How to only query on data nodes by elasticsearch-py?

I am using elasticsearch-py, which version is 7.5.1.

I have 3 master nodes and 6 data nodes, master nodes have 2gb heap and data nodes have 30 gb heap.

How can I only query data on my data nodes? I read the source code transport.py in elasticsearch-py, and it will get all nodes by using "/_nodes/_all/http" API.

When query from master nodes, the memory of master nodes will have pressure and i will get circuit_breaking_exception.

How can I query without master nodes? thanks.

Welcome to our community! :smiley:

I don't think the client has the ability to differentiate, it's not explicitly called out in the docs that I could see. Hopefully one of the client team engineers can confirm either way.

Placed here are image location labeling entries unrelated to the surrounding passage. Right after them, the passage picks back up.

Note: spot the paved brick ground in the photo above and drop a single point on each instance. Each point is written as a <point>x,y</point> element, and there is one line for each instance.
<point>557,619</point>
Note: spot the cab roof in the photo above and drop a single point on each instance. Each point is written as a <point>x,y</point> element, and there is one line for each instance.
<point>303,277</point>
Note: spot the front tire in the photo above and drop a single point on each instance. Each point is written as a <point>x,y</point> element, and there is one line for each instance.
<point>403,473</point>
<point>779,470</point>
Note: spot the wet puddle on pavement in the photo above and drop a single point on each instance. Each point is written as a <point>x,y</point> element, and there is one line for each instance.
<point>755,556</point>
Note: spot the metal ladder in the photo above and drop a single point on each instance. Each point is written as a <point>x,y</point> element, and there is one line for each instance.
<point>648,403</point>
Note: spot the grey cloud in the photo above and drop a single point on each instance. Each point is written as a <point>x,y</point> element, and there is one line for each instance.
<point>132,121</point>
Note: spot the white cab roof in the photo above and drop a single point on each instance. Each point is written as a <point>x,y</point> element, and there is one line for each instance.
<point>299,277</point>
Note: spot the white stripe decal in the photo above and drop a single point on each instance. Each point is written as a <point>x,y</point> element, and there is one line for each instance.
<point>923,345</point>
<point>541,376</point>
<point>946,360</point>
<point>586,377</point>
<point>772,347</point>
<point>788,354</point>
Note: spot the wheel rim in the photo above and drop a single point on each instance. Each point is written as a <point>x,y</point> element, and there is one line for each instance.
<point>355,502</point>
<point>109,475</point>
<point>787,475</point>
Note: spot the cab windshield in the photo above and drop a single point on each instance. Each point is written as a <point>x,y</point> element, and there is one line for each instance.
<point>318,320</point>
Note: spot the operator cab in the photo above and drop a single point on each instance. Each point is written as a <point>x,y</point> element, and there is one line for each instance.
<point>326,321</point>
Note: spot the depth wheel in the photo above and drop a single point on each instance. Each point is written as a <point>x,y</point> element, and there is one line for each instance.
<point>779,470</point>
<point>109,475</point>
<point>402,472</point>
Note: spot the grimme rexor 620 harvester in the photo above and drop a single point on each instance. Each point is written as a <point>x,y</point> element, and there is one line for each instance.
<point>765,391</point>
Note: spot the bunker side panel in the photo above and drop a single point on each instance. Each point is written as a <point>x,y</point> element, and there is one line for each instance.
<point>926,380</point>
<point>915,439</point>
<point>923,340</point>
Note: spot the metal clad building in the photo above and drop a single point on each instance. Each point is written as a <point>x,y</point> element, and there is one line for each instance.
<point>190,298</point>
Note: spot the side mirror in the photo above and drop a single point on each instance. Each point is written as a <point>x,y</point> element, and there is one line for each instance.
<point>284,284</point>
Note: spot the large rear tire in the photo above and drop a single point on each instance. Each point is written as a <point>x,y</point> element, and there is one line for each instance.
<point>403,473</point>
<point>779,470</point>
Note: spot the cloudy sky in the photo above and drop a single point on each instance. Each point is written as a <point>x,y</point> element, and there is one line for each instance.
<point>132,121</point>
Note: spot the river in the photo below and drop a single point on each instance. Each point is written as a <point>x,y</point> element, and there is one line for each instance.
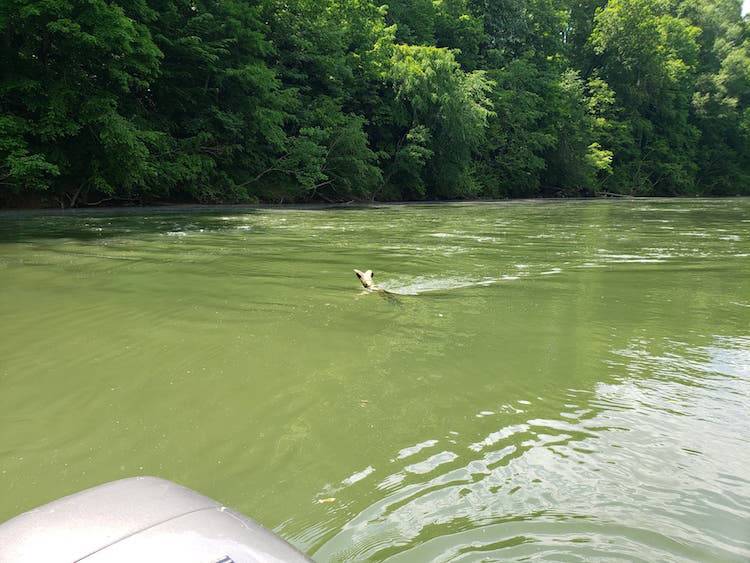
<point>551,380</point>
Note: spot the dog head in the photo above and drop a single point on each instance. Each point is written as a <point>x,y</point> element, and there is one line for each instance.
<point>365,278</point>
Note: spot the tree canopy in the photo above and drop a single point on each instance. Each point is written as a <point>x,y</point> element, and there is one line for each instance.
<point>338,100</point>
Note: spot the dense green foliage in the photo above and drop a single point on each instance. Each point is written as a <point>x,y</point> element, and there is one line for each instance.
<point>335,100</point>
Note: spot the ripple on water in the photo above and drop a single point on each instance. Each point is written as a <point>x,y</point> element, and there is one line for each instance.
<point>594,482</point>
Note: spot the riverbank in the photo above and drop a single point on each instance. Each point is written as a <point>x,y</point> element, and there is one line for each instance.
<point>234,207</point>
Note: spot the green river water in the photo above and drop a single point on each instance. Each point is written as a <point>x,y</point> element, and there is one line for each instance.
<point>557,380</point>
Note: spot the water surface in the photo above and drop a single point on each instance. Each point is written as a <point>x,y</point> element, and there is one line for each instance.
<point>557,380</point>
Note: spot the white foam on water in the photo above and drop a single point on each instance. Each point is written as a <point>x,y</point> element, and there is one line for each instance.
<point>426,285</point>
<point>358,476</point>
<point>411,450</point>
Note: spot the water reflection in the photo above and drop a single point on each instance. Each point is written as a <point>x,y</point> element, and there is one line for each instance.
<point>560,381</point>
<point>647,464</point>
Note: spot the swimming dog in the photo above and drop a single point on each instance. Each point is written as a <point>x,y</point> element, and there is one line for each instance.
<point>366,279</point>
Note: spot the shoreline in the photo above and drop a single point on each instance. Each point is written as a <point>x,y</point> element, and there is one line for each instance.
<point>175,208</point>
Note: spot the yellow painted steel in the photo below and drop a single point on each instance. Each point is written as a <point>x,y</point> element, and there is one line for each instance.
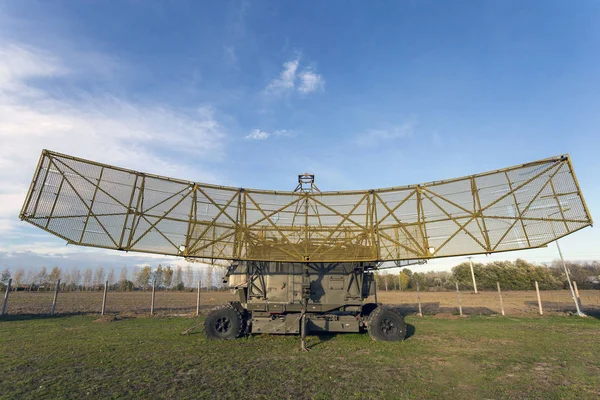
<point>98,205</point>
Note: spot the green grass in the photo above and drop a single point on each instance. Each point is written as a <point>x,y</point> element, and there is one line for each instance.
<point>477,357</point>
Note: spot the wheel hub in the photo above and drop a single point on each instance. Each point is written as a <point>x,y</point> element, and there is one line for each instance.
<point>388,327</point>
<point>223,325</point>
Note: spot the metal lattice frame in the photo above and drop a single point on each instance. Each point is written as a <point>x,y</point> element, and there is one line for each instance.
<point>98,205</point>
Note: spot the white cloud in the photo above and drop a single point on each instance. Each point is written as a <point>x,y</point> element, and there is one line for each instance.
<point>103,127</point>
<point>258,134</point>
<point>291,79</point>
<point>286,79</point>
<point>373,137</point>
<point>310,81</point>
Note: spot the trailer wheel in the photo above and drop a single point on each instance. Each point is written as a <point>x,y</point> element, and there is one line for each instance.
<point>224,322</point>
<point>386,325</point>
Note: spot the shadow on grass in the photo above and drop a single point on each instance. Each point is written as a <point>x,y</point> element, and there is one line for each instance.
<point>434,308</point>
<point>567,308</point>
<point>25,317</point>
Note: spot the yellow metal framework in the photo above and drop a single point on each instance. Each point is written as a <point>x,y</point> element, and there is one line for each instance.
<point>98,205</point>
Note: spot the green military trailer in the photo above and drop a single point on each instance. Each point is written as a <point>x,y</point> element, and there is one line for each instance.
<point>290,298</point>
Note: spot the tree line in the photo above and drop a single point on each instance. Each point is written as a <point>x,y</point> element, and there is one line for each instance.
<point>140,278</point>
<point>512,275</point>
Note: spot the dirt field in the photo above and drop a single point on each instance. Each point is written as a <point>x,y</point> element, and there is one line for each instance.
<point>182,303</point>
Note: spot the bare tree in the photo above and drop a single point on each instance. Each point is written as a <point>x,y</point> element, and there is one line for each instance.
<point>18,277</point>
<point>159,275</point>
<point>54,276</point>
<point>75,280</point>
<point>41,277</point>
<point>178,279</point>
<point>189,276</point>
<point>5,276</point>
<point>98,276</point>
<point>87,278</point>
<point>168,276</point>
<point>209,276</point>
<point>143,277</point>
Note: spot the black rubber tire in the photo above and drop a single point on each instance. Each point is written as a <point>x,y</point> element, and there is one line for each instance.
<point>224,323</point>
<point>386,325</point>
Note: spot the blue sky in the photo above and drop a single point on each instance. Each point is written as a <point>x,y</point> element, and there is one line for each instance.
<point>253,93</point>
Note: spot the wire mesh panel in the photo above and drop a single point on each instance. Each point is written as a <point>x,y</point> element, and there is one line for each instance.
<point>92,204</point>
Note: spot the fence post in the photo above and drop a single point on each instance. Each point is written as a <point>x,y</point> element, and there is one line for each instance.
<point>153,294</point>
<point>198,299</point>
<point>473,275</point>
<point>458,298</point>
<point>500,294</point>
<point>537,290</point>
<point>104,297</point>
<point>577,294</point>
<point>55,296</point>
<point>419,300</point>
<point>6,298</point>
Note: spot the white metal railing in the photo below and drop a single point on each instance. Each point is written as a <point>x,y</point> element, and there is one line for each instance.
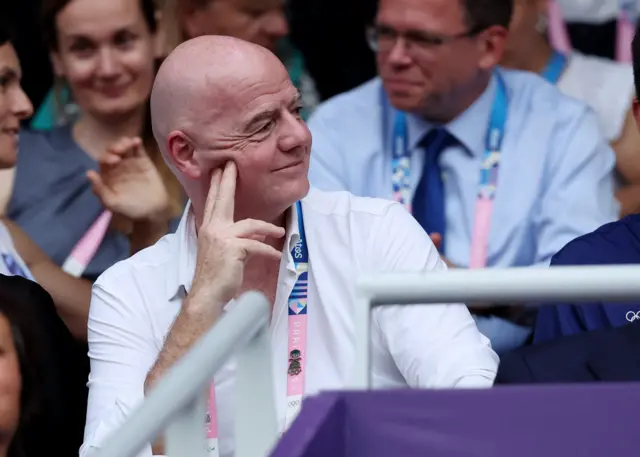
<point>496,286</point>
<point>243,327</point>
<point>177,403</point>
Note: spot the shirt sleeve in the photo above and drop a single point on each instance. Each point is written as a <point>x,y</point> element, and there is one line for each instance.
<point>327,168</point>
<point>436,346</point>
<point>578,192</point>
<point>122,350</point>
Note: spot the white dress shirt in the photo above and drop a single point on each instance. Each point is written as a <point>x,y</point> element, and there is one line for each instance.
<point>603,84</point>
<point>135,302</point>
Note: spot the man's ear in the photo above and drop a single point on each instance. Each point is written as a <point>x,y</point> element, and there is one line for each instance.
<point>181,154</point>
<point>56,62</point>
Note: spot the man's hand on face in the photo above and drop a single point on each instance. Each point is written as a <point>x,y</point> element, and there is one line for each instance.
<point>224,246</point>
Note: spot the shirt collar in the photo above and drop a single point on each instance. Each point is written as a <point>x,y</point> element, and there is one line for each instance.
<point>469,128</point>
<point>184,257</point>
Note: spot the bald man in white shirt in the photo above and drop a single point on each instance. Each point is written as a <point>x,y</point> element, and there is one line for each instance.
<point>233,135</point>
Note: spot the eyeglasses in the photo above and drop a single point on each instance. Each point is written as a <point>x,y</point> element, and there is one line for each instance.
<point>383,39</point>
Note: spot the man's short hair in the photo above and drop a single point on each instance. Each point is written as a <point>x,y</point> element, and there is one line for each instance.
<point>482,14</point>
<point>635,51</point>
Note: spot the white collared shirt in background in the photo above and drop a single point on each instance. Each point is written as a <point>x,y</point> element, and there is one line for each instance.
<point>589,11</point>
<point>135,302</point>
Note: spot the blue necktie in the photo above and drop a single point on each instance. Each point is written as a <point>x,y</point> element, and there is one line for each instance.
<point>428,204</point>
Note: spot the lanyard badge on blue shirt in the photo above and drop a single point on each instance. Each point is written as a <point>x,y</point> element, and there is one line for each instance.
<point>488,179</point>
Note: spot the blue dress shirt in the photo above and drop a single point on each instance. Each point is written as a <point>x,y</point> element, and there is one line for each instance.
<point>555,183</point>
<point>616,243</point>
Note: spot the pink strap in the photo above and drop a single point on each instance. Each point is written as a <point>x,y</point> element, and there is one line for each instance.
<point>481,230</point>
<point>558,35</point>
<point>86,248</point>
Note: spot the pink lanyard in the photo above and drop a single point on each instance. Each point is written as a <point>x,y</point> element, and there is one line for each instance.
<point>86,248</point>
<point>559,36</point>
<point>297,343</point>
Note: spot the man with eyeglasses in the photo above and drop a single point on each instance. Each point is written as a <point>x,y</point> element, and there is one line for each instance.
<point>498,166</point>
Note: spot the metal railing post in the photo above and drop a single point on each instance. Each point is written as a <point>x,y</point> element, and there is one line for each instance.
<point>179,395</point>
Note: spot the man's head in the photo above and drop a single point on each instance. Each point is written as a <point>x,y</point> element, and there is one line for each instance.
<point>218,99</point>
<point>433,54</point>
<point>261,22</point>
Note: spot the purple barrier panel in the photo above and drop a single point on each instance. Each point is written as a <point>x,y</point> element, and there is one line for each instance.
<point>318,431</point>
<point>585,420</point>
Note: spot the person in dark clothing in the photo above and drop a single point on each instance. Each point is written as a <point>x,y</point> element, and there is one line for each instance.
<point>52,375</point>
<point>612,244</point>
<point>611,354</point>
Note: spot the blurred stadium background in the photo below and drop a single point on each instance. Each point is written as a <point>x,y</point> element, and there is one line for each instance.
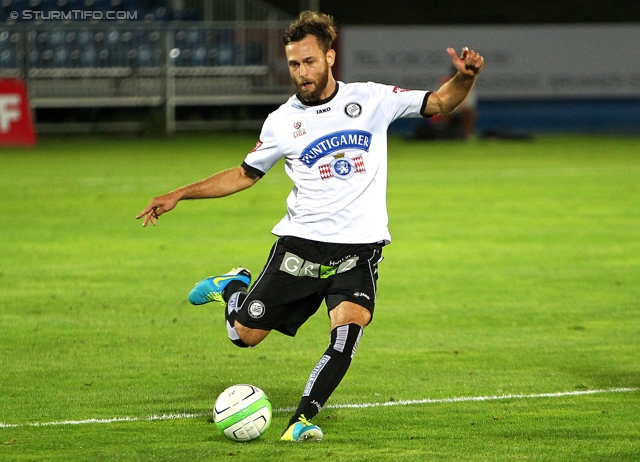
<point>166,65</point>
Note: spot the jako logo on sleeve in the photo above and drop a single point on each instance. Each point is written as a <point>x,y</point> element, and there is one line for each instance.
<point>345,139</point>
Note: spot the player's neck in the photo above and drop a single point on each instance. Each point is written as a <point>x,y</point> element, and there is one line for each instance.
<point>327,95</point>
<point>330,89</point>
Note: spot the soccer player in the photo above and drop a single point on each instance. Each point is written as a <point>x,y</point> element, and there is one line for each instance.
<point>333,137</point>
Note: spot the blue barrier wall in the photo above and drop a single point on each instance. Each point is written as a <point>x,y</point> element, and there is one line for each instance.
<point>557,116</point>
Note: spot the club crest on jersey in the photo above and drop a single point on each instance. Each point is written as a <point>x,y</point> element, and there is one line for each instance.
<point>299,128</point>
<point>337,141</point>
<point>342,167</point>
<point>353,110</point>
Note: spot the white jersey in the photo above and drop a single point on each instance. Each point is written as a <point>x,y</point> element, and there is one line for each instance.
<point>336,155</point>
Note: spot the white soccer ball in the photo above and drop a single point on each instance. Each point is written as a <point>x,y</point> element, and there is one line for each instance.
<point>242,413</point>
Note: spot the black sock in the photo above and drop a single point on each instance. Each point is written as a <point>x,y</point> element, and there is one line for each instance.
<point>231,313</point>
<point>232,288</point>
<point>329,371</point>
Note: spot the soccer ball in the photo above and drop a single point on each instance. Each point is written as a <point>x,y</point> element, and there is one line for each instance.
<point>242,413</point>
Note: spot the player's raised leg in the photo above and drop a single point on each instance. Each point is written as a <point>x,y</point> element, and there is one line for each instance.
<point>230,290</point>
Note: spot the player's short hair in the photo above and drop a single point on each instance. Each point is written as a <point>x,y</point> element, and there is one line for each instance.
<point>320,25</point>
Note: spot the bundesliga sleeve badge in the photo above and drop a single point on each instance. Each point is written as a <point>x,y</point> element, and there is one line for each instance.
<point>342,167</point>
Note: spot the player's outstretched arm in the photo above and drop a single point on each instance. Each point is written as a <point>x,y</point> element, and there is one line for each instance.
<point>454,91</point>
<point>219,185</point>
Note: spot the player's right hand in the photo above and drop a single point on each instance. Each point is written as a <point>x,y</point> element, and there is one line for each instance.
<point>157,207</point>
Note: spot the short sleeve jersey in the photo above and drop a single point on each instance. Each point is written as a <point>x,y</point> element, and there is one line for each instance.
<point>336,155</point>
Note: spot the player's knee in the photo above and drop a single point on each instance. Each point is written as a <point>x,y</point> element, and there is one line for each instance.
<point>349,313</point>
<point>345,339</point>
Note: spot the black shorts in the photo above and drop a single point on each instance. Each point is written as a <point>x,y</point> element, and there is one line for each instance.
<point>300,274</point>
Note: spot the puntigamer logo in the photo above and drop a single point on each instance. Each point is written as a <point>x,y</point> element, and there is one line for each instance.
<point>345,139</point>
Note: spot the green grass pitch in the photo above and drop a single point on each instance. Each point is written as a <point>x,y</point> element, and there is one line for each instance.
<point>515,270</point>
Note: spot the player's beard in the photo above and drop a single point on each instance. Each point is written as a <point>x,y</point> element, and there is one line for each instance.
<point>312,95</point>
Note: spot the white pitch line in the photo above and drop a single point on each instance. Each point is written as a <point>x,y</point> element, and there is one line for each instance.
<point>334,406</point>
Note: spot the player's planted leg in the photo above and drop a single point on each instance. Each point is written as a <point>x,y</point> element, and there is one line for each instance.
<point>327,373</point>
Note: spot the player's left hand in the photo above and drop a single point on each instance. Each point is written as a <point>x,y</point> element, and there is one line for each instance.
<point>468,63</point>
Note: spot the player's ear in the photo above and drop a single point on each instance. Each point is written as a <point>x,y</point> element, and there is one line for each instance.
<point>331,57</point>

I have got the answer on GitHub, for people who has the same question, you can view this link for more information.

Copying the response here as well;

You can modify how the Transport chooses which nodes to use after a sniff by setting host_info_callback :

def only_data_nodes(node_info, host):
    roles = node_info.get("roles", [])
    return host if ("data" in roles and "master" not in roles) else None

es = Elasticsearch(host_info_callback=only_data_nodes, sniff_on_start=True)

The above will only make requests to nodes which don't have the master role but do have the data role. You can modify it how you see fit. Does that answer you question?

This topic was automatically closed 28 days after the last reply. New replies are no longer allowed.